Another Gay Marriage NoteFrom the Exodus Media Synopsis Blog, I found this article by Bishop Fred Henry in Calgary. The article talks about a few things, but I specifically wanted to address his statements about marriage and gay marriage.
In the article the Bishop says, "By virtue of nature itself, marriage is a union of a man and a woman with an inherent capacity of bringing children into the world." This claim, of course is absurd. Marriage is and always has been a creation of man. Nature and marriage have nothing to do with one another, and to claim that marriage is a creation of nature rather than a social construct is simply deceptive.
He goes on to say:
"It is not unjust, or a limitation of anyone's legitimate rights and freedoms, to insist that marriage is a covenant between a man and a woman.

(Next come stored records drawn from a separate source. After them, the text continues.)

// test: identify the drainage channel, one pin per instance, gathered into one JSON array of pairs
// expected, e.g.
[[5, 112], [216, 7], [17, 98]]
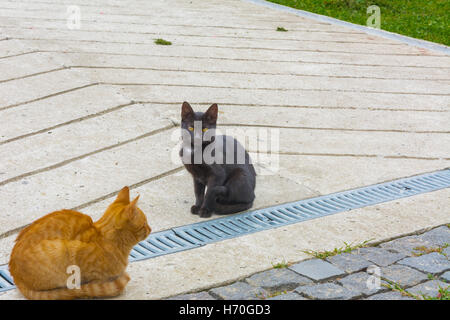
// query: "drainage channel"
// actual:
[[202, 233]]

If one were refused such positions because of race, or religion, or ethnic background, or something not related to the nature of the reality at issue, then that would indeed be an injustice and a denial of individual rights.
If, however, one were refused because one excludes basic elements of the role itself, that is not in any way an injustice. "

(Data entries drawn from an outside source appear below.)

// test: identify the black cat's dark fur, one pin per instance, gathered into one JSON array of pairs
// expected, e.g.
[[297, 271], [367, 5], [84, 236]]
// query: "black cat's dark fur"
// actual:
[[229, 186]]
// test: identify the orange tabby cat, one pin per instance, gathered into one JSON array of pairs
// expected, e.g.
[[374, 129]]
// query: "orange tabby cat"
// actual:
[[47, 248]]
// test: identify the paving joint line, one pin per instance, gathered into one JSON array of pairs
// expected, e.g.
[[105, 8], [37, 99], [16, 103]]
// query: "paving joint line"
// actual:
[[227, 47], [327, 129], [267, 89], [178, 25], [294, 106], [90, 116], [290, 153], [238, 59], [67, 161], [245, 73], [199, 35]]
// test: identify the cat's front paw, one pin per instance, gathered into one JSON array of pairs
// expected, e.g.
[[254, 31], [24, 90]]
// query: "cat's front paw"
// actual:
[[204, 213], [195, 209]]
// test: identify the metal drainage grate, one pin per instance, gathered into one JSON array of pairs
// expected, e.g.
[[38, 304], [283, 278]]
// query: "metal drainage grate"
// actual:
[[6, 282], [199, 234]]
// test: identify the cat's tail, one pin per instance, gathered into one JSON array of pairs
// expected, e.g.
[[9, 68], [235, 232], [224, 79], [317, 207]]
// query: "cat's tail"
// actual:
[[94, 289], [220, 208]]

The last sentence here points out the fallacy of this second claim. His argument is that gays cannot be married because they are unable to produce children. But, there are definite groups of people that also are unable to produce children but are still allowed to marry--the elderly, for example. According to the logic of the Bishop, it would perfectly reasonable to deny marriage to the elderly because by their very nature (their age) they are unable to produce offspring.

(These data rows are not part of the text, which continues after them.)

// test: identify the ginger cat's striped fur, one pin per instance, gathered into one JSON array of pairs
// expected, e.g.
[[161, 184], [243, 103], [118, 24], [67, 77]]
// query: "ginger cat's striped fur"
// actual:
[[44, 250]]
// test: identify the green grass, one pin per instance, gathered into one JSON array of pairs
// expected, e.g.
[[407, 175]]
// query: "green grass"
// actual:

This is not to mention how similar this type of arguments sounds to the argument of interracial marriage just a few decades back.
As much as this Bishop and so many others hate to admit it, they are trying to justify their own prejudice rather than address them outright. Rather than taking a deep look at the relationships that gays actually form with their partners--relationships based in love, caring, happiness, etc., the Bishop has hooked on one issue. To admit that gay relationships have everything that straight relationships have rather than just referring to gay people as being "intrinsically disordered," would be to discount his whole worldview. I guess it's just too much to ask, though, to have someone like the Bishop admit that gay couples do have the same type of bond as any other couple in the world. He probably realizes he wouldn't have a leg to stand on at that point, so he'd rather make up a concocted idea that marriage was born of nature rather than of man.